Marco Frigo (classe 2000) in Norvegia ha corso per il compagno Williams, poi vincitore della gara
Marco Frigo (classe 2000) in Norvegia ha corso per il compagno Williams, poi vincitore della gara
Marco, partiamo proprio dall’America…

La trasferta negli Stati Uniti è stata un po’ stancante. Non che sia stanco fisicamente, ma nonostante le precauzione il fuso orario si fa sentire. Bisogna attuare i migliori metodi per subirlo il meno possibile. Detto questo è stata una bella esperienza.

Che corsa hai trovato?

Veramente un bel percorso, magari non molto selettivo, ma di certo curioso. Sembrava di essere sulle montagne russe. Un continuo su e giù. Mi sono sentito bene. E’ stata una bella gara. Ero anche lì per giocarmela, ma nel finale purtroppo ho avuto un problema meccanico che mi ha tagliato fuori, ma succede.
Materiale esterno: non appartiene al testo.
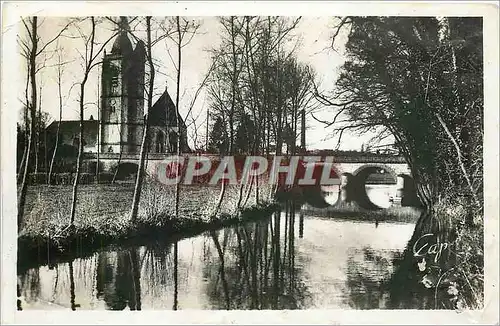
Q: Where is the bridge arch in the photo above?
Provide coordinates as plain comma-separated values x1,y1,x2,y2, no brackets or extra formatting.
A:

Frigo (secondo da destra) è un amante dello sci di fondo e correre al circolo polare artico per lui è stata una doppia emozione (foto Instagram)
Frigo (secondo da destra) è un amante dello sci di fondo e correre al circolo polare artico per lui è stata una doppia emozione (foto Instagram)
Quindi la condizione è buona. Com’è stato questo anno col primo grande Giro nelle gambe? 

Se dovessi già tirare una prima linea, anche se probabilmente ne andrà fatta un’altra a fine stagione, dico che sono contento di come ho reagito al mio primo grande Giro. Tuttavia in futuro avrei forse un approccio un po’ diverso al recupero, post Giro. Starei un po’ più tranquillo nell’immediato. Quest’anno forse ho continuato a spingere un po’. Forse proprio perché uscivo bene dal Giro, forse per l’euforia di una buona corsa rosa… Col tempo un pelo l’ho pagato e quindi immagino che quella fase di recupero sarà da ritoccare. Ma parliamo di dettagli, comunque sto bene.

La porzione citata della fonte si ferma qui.